Integration of Kong into AI Workflow
This post will guide you through the process of configuring Kong Gateway OSS and Kong Ingress Controller (KIC) separately and integrating Kong into our AI workflow.
Integrate via Kong Gateway OSS Configuration
If you followed my earlier guide on setting up Kong Gateway setup, you likely use api.local:8000 to access the API.
Let’s revisit and update KONG_ADMIN_GUI_URL environment variable in the kong-deploy-svc.yaml file:
apiVersion: apps/v1
kind: Deployment
metadata:
name: kong-gateway
namespace: llm
spec:
replicas: 1
selector:
matchLabels:
app: kong-gateway
template:
metadata:
labels:
app: kong-gateway
spec:
initContainers:
- name: kong-init
image: 192.168.68.115:30500/kong-image:3.5.0
command: ["kong", "migrations", "bootstrap"]
env:
- name: KONG_DATABASE
value: "postgres"
- name: KONG_PG_HOST
value: "kong-db-svc"
- name: KONG_PG_PASSWORD
value: "kongpass"
- name: KONG_PASSWORD
value: "test"
containers:
- name: kong-gateway
image: 192.168.68.115:30500/kong-image:3.5.0
ports:
- containerPort: 8000
- containerPort: 8443
- containerPort: 8001
- containerPort: 8444
- containerPort: 8002
- containerPort: 8445
- containerPort: 8003
- containerPort: 8004
env:
- name: KONG_DATABASE
value: "postgres"
- name: KONG_PG_HOST
value: "kong-db-svc"
- name: KONG_PG_USER
value: "kong"
- name: KONG_PG_PASSWORD
value: "kongpass"
- name: KONG_PROXY_ACCESS_LOG
value: "/dev/stdout"
- name: KONG_ADMIN_ACCESS_LOG
value: "/dev/stdout"
- name: KONG_PROXY_ERROR_LOG
value: "/dev/stderr"
- name: KONG_ADMIN_ERROR_LOG
value: "/dev/stderr"
- name: KONG_ADMIN_LISTEN
value: "0.0.0.0:8001"
- name: KONG_ADMIN_GUI_URL
value: "http://api.local:8002"
- name: KONG_LICENSE_DATA
value: ""
nodeSelector:
kubernetes.io/hostname: hp
The next change involves port 80:
apiVersion: v1
kind: Service
metadata:
name: kong-gateway-svc
namespace: llm
spec:
selector:
app: kong-gateway
type: LoadBalancer
ports:
- name: http
protocol: TCP
port: 80
targetPort: 8000
- name: admin
protocol: TCP
port: 8001
targetPort: 8001
- name: manager
protocol: TCP
port: 8002
targetPort: 8002
Apply the changes:
kca kong-deploy-svc.yaml
That’s it! To access the Kong Manager, navigate to http://api.local:8002
Integration with Langchain4j Application
Let’s modify our previous Langchain4j application codebase. By updating the LOCAL_AI_URL, we can now access our local LLM via Kong path-based API.
@Service
public class ModelService {
...
private static final String LOCAL_AI_URL = "http://api.local/localai/v1";
}
By integrating Kong API to our AI workflow, we can easily add on new path-based API and create any number of local LLM that suits our application needs.
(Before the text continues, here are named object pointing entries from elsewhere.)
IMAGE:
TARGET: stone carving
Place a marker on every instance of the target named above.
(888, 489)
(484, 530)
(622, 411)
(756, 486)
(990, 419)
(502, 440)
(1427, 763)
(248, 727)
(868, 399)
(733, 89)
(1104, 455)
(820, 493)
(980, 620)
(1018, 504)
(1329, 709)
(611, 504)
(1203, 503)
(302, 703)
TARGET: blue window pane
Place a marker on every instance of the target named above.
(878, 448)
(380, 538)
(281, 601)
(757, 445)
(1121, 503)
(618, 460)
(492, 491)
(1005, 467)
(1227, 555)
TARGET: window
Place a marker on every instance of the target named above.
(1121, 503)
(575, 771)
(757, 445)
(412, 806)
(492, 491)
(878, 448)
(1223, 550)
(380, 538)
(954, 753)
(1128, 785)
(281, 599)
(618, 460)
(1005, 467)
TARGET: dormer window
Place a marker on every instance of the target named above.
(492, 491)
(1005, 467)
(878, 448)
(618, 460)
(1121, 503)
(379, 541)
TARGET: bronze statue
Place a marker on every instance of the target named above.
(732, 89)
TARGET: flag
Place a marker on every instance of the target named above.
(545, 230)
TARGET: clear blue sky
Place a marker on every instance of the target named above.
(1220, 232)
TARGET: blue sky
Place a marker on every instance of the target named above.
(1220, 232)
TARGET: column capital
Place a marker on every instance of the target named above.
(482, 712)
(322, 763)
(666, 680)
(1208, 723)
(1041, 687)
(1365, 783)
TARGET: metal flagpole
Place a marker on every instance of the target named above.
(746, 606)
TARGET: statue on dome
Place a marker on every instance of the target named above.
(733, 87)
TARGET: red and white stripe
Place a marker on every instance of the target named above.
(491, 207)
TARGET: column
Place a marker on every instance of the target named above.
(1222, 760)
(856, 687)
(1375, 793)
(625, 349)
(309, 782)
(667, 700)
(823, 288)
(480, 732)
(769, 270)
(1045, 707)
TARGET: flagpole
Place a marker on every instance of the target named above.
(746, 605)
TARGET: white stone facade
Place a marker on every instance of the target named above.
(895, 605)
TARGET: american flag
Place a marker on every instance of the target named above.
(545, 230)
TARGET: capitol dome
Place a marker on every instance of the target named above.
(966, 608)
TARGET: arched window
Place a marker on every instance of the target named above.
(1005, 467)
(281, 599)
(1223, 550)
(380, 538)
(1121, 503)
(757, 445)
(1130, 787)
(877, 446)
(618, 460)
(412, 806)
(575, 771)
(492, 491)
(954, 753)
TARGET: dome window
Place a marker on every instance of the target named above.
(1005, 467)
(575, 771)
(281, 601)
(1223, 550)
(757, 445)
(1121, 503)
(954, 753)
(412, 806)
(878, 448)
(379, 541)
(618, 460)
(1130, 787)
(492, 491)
Remember, since we are using the POST HTTP verb here, you need to add the POST method to the route too!
The default connection timeout is 60,000 milliseconds. If you encounter errors like “The upstream server is timing out”:
Increase the timeout setting to, say, 600,000 in Kong Manager by editing your Gateway Services’s advanced fields:
Integration via Kong Ingress Controller (KIC)
Next, I will demonstrate the configuration via KIC. Since there is no GUI along this path, let’s explore how to set things up to achieve similar results.
If you followed my previous exploration of KIC, and attempted to execute the Langchain4j application with following URL, you might encounter the same “The upstream server is timing out” error:
@Service
public class ModelService {
...
private static final String LOCAL_AI_URL = "http://kic.local/localai/v1";
}
Checking the Kong annotations, it states that konghq.com/connect-timeout should be set at the service resource level.
Here is my updated localai-svc.yml for the localai LLM resource. (you may refer to my previous LLM setup):
apiVersion: v1
kind: Service
metadata:
name: localai-server-svc
namespace: llm
annotations:
konghq.com/connect-timeout: "600000"
konghq.com/read-timeout: "600000"
konghq.com/write-timeout: "600000"
spec:
selector:
app: localai-server
type: NodePort
ports:
- name: http
protocol: TCP
port: 80
targetPort: 8080
nodePort: 30808
Apply the changes:
kca localai-svc.yml
That’s it! You should now be able to access the endpoint. Choose the setting that better suits your application needs based on your use case!